18. Un œuf dont les deux extrémités sont rondes ou dont les deux extrémités sont pointues, ou dont le jaune est à l’extérieur et le blanc à l’intérieur, on sait qu’il s’agit de l’œuf d’un oiseau non cachère. Si une extrémité est ronde et l’autre est pointue et que le blanc est à l’extérieur et le jaune à l’intérieur, il est possible que ce soit l’œuf d’un oiseau non cachère et il est possible que ce soit l’œuf d’un oiseau cachère. C’est pourquoi, l’acheteur doit se renseigner auprès du chasseur juif qui le vend. S’il lui dit : « Il provient de tel oiseau » et qu’il s’agit d’un oiseau cachère, il s’en remet à ses dires. Et s’il lui dit : « [C’est l’œuf] d’un oiseau cachère » sans lui dire le nom de l’oiseau, il ne s’en remet pas à ses dires.

19. C’est pourquoi, on n’achète pas d’œufs à des non juifs, à moins que l’on reconnaisse les œufs et que l’on puisse identifier visuellement qu’il s’agit des œufs de tel oiseau cachère. Et on ne craint pas qu’il s’agisse d’œufs d’un [oiseau atteint d’une lésion qui le rend] tréfa ou d’œufs [trouvés dans les entrailles] d’un oiseau mort (nevéla). Et en aucune façon on n’achète aux non juifs un œuf qui a été battu.

20. Les œufs de poissons, leurs signes distinctifs [pour déterminer s’ils sont permis à la consommation] sont les mêmes que ceux des œufs de oiseaux : si ses deux extrémités sont arrondies ou pointues, l’œuf est non cachère. Si l’une est arrondie et l’autre est pointue, on pose la question au juif qui le vend. S’il dit : « Je les ai salés et retirés d’un poisson cachère », on peut [les] consommer en se basant sur ses dires. Mais s’il dit : « ils sont cachères » [sans précision supplémentaire], il n’est pas cru, à moins qu’il ne s’agisse d’un homme dont l’intégrité a été établie.

21. Et de même, on n’achète du fromage ou un morceau de poisson qui n’a pas de signe distinctif que d’un juif dont l’intégrité a été établie. Mais en Terre d’Israël lorsqu’elle était majoritairement juive, on pouvait acheter [du fromage ou du poisson] à n’importe quel juif qui s’y trouve. Quant au lait, on peut l’acheter à n’importe quel juif en tout lieu.

22. La saumure des poissons non cachères marinés est interdite [à la consommation]. En revanche, la saumure de sauterelles non cachères est permise, parce que les sauterelles n’ont pas d’humidité [exsudée dans la saumure]. C’est la raison pour laquelle on n’achète pas de saumure à des non juifs, à moins qu’un poisson cachère ne flotte à l’intérieur, fût-ce un seul poisson.

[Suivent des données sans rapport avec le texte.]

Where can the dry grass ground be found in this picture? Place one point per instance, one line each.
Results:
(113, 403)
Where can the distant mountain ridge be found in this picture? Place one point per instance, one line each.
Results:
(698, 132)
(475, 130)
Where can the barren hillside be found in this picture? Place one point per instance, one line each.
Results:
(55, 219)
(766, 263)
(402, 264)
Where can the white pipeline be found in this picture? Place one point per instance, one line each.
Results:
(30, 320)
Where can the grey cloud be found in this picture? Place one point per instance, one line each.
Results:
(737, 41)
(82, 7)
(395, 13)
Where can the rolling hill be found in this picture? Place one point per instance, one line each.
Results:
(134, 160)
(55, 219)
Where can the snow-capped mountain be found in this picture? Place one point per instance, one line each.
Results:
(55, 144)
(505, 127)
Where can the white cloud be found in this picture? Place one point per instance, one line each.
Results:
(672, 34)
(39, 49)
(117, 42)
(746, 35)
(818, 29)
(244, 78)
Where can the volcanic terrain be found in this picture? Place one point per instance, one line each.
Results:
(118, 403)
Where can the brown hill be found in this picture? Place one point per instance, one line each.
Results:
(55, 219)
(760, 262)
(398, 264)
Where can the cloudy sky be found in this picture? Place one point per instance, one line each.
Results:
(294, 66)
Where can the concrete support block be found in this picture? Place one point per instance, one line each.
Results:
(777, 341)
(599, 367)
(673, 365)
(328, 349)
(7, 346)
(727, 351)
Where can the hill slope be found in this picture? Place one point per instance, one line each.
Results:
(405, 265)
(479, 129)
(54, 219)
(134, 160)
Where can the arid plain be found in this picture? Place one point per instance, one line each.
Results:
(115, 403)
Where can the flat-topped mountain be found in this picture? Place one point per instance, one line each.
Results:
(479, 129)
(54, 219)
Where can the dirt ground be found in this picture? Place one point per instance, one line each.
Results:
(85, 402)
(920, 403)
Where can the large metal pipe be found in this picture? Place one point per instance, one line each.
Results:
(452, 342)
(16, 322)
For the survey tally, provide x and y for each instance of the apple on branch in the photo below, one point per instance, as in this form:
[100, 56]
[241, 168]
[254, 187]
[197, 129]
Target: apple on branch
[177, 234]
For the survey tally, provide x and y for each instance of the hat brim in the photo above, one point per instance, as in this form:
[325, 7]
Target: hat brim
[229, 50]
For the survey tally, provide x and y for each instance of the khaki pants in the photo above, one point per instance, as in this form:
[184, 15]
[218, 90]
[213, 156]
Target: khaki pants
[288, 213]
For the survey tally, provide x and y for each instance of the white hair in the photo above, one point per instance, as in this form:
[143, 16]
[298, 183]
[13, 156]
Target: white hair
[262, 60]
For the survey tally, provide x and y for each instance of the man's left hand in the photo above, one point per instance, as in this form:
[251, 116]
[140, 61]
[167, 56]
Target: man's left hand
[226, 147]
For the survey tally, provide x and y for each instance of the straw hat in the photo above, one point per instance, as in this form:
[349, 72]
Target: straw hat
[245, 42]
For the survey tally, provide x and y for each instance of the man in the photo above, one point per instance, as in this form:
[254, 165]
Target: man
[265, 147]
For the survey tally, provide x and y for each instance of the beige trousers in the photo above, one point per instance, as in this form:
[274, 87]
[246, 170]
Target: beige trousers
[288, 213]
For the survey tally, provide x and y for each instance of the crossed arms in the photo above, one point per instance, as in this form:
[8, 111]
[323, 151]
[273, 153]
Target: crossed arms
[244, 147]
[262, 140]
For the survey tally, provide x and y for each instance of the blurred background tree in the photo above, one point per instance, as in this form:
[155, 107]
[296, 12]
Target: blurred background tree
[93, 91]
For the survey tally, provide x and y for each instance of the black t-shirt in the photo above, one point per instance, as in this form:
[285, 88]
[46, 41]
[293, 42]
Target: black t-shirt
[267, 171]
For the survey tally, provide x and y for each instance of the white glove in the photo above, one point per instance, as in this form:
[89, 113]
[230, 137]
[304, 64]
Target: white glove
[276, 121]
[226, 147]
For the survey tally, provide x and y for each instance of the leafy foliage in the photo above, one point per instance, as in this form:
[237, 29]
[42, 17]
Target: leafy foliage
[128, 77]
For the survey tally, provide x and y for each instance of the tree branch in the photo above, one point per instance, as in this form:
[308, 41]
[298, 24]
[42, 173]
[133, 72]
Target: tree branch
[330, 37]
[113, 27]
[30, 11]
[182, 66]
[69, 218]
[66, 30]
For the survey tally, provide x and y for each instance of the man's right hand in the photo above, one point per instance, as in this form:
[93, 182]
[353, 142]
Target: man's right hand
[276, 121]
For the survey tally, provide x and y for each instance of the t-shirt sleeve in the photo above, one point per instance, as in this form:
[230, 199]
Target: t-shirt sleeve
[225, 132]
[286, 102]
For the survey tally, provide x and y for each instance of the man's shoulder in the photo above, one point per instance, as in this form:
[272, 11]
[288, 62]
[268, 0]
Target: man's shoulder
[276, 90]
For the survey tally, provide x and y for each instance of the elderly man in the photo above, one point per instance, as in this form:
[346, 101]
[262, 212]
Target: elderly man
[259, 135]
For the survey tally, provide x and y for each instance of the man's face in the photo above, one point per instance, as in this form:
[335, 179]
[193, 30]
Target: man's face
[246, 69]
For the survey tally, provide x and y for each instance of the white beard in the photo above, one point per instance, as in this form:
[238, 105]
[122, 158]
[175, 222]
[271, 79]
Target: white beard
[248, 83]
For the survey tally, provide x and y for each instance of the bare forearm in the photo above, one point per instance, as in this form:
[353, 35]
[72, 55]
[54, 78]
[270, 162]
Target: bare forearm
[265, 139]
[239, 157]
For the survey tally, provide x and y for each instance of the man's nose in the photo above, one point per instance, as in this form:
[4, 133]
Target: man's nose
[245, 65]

23. Si un non juif apporte une petit bateau rempli de jarres de saumure ouvertes et qu’il y a un poisson cachère à l’intérieur de l’une d’elles, toutes sont autorisées. Dans le cas où les jarres seraient fermées, si, en ouvrant l’une d’elles, on a trouvé un poisson cachère et qu’en ouvrant une seconde, on a trouvé un [poisson] cachère, elles sont toutes autorisées. Cela, à condition que la tête et l’arête centrale du poisson soient présentes, pour que l’on puisse reconnaître qu’il s’agit d’un poisson cachère. C’est pourquoi, on n’achète pas de poisson écrasé à des non juifs, ce que l’on appelle trit teroufa. Et si la tête du poisson et son arête centrale sont reconnaissables, bien que le poisson soit écrasé, il est permis de l’acheter à un non juif.

24. Si un non juif amène un baril contenant des morceaux de poisson qui sont identiques dans leur découpe et l’on peut reconnaître qu’ils proviennent tous d’un même poisson, dès lors que l’on a trouvé des écailles dans un morceau, tous les morceaux sont permis [à la consommation].